Via Michelin has given me a pretty direct route of 733 miles and I am looking to drive 450 to 500 miles on day 1, which is giving us a stopover between Ulm and Kempten on the way down.

The return leg will give us a stopover around Speyer or Heilbronn.

The mileage figures are flexible, but do any of you seasoned travellers know of any decent stopover locations in the above areas.

Any advice appreciated, before I start the long Internet trawl.

Thanks in advance  

Ken.


----------



## 113016 (Jun 5, 2008)

A couple of weeks ago, we spent two nights on the Ulm stelplatz.
FOC and an interesting place and they claim, the tallest Cathederal in Europe.
You could do worse!


----------



## satco (Jan 21, 2012)

hmm , possibly this one located in Dietmannsried close to the highway A7

http://www.promobil.de/stellplatz/Stellplatz-Allgaeuer-Alpenblick-Dietmannsried-960.html

offers hook-up and fresh water , NO grey water/toilet dumping

or on the other side of the highway in Altusried :

http://www.altusried.de/freizeit/wohnmobilstellplatz.pdf

Jan


----------



## teensvan (May 9, 2005)

Hi.

Spyer has a very good stellplatz right next to a fantastic museum that has everything from steam engines, submarines, to a shuttle. To much to see in one day ticket.

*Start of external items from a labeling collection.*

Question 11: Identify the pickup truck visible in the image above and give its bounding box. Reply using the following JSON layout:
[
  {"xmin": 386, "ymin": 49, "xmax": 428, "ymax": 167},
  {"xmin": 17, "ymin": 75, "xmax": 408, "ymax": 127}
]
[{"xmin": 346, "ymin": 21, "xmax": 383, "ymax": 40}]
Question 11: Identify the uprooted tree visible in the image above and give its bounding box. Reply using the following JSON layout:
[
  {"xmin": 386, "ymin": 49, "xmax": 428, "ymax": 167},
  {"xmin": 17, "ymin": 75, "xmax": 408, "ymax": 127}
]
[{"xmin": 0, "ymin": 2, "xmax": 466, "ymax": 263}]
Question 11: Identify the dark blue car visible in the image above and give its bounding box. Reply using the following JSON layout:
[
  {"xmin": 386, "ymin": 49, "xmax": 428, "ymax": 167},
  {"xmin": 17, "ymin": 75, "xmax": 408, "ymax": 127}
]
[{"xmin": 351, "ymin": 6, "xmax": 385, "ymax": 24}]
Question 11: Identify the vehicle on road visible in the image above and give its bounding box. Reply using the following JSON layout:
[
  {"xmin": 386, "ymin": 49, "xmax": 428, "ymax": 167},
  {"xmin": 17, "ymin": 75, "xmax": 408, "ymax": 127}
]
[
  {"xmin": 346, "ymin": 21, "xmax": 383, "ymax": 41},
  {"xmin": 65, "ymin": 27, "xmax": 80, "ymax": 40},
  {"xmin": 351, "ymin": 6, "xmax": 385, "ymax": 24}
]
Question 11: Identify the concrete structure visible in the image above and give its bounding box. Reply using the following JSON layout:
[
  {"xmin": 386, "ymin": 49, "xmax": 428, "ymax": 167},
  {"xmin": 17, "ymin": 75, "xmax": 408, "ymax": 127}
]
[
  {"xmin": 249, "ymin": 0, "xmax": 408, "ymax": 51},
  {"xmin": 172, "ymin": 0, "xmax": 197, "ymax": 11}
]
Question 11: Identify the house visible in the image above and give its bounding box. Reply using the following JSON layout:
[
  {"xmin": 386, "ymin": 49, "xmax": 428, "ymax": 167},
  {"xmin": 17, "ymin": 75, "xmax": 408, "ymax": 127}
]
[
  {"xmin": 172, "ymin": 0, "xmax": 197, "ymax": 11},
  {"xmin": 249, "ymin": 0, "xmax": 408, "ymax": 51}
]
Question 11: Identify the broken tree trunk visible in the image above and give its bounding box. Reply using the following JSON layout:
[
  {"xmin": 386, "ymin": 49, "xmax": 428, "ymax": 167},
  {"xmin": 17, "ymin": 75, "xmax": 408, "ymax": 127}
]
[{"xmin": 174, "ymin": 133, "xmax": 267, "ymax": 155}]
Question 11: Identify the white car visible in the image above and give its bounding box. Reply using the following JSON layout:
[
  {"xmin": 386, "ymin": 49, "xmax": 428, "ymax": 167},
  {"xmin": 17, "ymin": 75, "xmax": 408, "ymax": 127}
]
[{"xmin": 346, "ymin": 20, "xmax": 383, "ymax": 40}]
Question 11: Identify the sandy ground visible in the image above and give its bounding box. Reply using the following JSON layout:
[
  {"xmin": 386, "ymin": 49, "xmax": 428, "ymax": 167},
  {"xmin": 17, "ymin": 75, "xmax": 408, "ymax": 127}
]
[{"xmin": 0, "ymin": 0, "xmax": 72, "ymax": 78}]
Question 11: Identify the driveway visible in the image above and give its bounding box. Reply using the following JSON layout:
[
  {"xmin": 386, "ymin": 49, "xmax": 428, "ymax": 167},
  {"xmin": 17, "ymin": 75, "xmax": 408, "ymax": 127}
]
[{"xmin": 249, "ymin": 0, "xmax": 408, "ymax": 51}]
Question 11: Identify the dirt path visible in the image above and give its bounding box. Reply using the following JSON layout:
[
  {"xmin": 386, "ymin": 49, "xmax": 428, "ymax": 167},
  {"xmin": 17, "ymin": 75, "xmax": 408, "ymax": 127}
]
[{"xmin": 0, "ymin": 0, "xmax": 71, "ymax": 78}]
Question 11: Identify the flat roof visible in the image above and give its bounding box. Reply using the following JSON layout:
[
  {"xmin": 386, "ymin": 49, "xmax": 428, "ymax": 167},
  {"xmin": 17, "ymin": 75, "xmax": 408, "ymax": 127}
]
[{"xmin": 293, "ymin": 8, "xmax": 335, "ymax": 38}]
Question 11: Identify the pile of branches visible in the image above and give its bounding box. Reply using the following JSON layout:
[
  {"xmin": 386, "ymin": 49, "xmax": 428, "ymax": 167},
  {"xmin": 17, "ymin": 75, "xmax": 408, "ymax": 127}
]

steve & ann. -------------- teensvan


----------



## Blizzard (Sep 21, 2009)

You lot are awesome 8) 

Keep 'em coming.


----------



## Blizzard (Sep 21, 2009)

We'll be arriving fairly late in the day at Ulm on the way south and the same at Speyer on the way back, is this likely to prevent us getting on in late May and early June.


----------



## 113016 (Jun 5, 2008)

Blizzard said:


> We'll be arriving fairly late in the day at Ulm on the way south and the same at Speyer on the way back, is this likely to prevent us getting on in late May and early June.


I doubt you will have a problem at Ulm, as it is basically a large car park, and you park where you like.


----------



## Boff (May 10, 2005)

Hi,

Memmingen, just in the middle between Ulm and Kempten, also has a decent stellplatz.

Best Regards,
Gerhard


----------